Gitops conventions

Not sure about gitops yet?

Read our SANE gitops guide to clear things up.

You have to make several decisions when you start implementing gitops. No standards emerged yet on how to structure your gitops repository, thus you have to weigh tradeoffs as you settle on your structure:

  • will you have one central repository or many?
  • how do you split repositories?
  • how to organize folders inside the repository?
  • how to model clusters, environments, teams, namespaces, apps?

On this page you can read about the choices Gimlet made.

Model environments and apps rather than clusters and namespaces

First and foremost, let's narrow the problem space. Gimlet avoids modelling the shape of clusters. Instead, Gimlet works with logical environments that can be mapped to clusters or namespaces within clusters.

This approach allows reshaping clusters without having to deal with gitops changes. Flux has a large part in this process, making it possible for a cluster or namespace to assume any logical environment.
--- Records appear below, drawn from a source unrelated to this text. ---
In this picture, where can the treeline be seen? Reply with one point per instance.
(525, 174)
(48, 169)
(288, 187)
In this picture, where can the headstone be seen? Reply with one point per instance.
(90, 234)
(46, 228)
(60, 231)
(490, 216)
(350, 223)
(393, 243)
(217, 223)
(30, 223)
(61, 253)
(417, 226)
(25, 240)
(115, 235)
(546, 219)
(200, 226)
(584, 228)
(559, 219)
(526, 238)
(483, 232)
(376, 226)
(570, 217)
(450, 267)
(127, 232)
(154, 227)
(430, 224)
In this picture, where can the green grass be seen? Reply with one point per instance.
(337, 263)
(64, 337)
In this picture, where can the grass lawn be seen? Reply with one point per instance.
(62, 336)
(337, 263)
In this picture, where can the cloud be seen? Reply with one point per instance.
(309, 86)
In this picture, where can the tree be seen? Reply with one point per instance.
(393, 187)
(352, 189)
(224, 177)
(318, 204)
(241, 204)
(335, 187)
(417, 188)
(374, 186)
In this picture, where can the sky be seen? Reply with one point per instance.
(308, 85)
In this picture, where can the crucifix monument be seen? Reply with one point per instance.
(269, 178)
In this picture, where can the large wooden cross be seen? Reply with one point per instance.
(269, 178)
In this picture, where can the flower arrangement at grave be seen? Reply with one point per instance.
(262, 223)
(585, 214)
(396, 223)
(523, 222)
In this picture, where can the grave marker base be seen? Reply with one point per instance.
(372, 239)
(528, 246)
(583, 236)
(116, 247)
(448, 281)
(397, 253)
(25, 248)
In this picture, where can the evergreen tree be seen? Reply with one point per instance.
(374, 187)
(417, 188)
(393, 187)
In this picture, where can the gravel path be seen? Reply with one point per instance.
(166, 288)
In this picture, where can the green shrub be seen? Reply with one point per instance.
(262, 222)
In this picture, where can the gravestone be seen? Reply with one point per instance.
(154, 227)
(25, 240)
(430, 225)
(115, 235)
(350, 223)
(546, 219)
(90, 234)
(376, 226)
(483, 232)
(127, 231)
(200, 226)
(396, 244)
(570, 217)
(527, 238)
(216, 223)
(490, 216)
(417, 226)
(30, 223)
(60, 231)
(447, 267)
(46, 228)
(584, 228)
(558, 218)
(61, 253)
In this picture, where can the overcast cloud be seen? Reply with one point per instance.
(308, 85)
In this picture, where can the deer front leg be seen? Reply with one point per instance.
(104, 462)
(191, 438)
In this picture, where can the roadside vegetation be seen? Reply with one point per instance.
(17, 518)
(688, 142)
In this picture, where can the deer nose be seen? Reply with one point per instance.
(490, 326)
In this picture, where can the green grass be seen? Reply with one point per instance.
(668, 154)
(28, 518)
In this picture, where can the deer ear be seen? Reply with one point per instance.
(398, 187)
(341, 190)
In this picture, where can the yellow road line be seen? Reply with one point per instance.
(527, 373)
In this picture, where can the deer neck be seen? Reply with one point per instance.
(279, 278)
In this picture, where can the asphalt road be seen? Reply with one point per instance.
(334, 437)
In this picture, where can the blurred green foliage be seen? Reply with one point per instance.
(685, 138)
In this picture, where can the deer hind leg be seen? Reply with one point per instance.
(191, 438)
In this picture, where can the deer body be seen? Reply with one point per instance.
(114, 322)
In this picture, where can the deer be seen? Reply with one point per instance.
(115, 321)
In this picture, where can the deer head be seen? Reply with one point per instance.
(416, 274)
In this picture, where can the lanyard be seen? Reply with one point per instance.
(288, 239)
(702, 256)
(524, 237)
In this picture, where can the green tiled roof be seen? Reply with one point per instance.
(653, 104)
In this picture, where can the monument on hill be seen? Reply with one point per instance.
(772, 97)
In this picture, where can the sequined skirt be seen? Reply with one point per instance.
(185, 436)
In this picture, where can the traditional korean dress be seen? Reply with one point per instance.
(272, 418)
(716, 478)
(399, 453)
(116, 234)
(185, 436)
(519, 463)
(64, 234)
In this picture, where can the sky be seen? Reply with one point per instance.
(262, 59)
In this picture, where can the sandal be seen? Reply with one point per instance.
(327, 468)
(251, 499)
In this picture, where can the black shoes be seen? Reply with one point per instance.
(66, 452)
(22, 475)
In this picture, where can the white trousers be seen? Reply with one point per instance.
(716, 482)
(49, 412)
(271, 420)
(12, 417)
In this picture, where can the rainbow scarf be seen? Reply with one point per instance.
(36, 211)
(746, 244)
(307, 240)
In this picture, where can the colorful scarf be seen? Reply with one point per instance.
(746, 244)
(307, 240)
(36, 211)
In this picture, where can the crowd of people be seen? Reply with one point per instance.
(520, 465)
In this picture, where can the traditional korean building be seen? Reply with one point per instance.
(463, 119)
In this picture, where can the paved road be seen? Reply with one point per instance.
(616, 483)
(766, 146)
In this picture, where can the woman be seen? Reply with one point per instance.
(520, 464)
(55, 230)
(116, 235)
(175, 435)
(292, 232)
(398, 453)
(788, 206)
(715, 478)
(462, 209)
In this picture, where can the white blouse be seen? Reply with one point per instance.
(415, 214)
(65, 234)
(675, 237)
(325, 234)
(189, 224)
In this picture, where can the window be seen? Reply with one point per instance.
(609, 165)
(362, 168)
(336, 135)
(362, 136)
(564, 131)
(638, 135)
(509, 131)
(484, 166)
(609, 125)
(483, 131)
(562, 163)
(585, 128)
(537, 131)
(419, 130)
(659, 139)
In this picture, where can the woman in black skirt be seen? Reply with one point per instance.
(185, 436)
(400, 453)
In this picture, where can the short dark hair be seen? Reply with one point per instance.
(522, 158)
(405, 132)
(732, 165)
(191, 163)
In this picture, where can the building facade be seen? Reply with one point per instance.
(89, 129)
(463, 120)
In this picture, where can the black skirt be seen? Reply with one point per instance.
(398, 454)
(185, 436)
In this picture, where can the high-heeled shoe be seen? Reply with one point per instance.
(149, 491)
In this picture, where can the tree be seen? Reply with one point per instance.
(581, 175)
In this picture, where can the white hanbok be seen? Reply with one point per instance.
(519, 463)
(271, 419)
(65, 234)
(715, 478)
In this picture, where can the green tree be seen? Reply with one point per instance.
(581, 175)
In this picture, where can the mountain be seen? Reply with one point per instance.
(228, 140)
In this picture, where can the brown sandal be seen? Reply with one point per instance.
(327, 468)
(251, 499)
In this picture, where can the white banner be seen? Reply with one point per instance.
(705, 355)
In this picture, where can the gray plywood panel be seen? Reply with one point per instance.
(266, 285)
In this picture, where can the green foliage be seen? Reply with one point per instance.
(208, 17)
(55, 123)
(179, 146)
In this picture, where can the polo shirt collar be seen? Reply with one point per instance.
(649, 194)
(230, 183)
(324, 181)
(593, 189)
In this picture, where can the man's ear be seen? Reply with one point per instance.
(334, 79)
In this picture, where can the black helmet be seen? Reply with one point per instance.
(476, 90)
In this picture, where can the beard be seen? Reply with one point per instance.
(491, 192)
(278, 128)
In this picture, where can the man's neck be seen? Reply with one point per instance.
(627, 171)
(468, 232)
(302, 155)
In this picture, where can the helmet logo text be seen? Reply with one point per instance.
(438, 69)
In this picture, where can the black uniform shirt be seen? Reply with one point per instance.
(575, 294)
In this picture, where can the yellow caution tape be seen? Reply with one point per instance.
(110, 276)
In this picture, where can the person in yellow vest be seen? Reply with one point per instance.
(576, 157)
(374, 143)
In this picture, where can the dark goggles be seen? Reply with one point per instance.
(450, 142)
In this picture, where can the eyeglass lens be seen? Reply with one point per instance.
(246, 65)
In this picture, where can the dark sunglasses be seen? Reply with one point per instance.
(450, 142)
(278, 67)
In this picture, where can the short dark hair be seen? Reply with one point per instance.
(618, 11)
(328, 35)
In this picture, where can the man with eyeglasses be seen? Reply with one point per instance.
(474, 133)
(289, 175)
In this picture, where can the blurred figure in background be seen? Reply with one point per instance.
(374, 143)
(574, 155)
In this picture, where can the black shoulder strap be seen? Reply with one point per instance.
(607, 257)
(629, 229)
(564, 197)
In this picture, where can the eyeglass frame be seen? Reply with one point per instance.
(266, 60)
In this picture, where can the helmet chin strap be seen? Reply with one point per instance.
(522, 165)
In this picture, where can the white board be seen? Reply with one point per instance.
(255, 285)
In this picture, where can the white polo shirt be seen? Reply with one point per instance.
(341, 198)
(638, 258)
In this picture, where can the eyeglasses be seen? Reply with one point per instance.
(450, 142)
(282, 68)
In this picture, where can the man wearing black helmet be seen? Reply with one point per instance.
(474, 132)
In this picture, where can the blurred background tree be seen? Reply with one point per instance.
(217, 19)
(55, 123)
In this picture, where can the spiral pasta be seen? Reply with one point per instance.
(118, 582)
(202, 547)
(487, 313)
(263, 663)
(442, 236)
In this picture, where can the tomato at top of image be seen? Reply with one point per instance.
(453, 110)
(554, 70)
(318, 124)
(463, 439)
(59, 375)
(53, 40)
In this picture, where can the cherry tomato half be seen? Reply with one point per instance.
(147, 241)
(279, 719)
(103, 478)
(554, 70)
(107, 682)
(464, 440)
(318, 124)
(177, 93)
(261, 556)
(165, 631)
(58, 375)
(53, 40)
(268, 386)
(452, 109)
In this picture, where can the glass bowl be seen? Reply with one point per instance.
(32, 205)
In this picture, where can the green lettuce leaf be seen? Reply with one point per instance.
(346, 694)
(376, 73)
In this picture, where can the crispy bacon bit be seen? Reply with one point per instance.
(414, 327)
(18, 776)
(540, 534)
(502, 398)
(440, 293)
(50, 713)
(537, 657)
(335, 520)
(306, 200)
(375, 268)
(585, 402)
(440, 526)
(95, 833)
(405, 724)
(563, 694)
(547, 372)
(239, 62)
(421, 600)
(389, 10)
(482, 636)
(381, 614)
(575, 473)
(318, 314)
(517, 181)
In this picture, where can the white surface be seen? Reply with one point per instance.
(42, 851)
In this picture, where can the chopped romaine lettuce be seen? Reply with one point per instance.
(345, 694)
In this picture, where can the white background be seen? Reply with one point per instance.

Split infrastructure components from your own applications

Gimlet splits infrastructure components from applications you develop.

Cluster administration usually falls onto just a small sub-group of your team. It also happens rather soon in organizations that infrastructure needs stricter control than application deployments, therefor Gimlet starts by splitting infrastructure components from apps from the start.

Using git repositories and folders for separation

You typically want to separate one environment from another, staging from production for example.

You can either use git repositories or folders for this purpose.

Gimlet supports both strategies.

Using folders

In simple scenarios, you can model everything in a single git repository and use folders to separate staging from production. Then also use folders to separate one application from another within the environments.

You will have two git repositories:

  • gitops-infra to store manifests of infrastructure components
  • gitops-apps to store manifests of your released applications

With /$environment/$applicaton folder structure in those repositories.

Pros

  • easy to manage
  • easy to navigate between environments

Cons

  • no fine-grained access control possibilities

This scales well up to a handful of environments with tens of deployments within each, for teams not larger than 10 people. Where responsibilities have not crystallized yet.

Using repositories

When you want access control, Gimlet recommends to split environments into different git repositories. Gimlet uses the following naming convention to name the repos:

  • gitops-$environment-infra to store manifests of infrastructure components in a given environment
  • gitops-$environment-apps to store manifests of your released applications in a given environment

Inside the repositories, folders separate apps from one another.

Pros

  • access control
  • separating different concerns

Cons

  • managing custom changes becomes repetative

This scales well up to many environments with a couple hundred deployments within each. This approach can work for teams sized 10-50, where distinct functions within the team are known.

Splitting gitops repositories on custom concerns

Splitting gitops repositories shows great similarity to rightsizing your services: whether you develop micro, nano, or team sized services.

Splitting the gitops repositories is more an art than science, and influenced by the team structure of your company. That said, splitting up gitops repositories is usually driven by access control and organizational boundaries.

Gimlet doesn't use branches to separate environments

On paper, you could open a pull request from your staging branch to the production branch to promote changes, but in reality, the branches will hold environment specific information, and you constantly have to navigate around those suddle differences. Why not use repos and folders then from the start?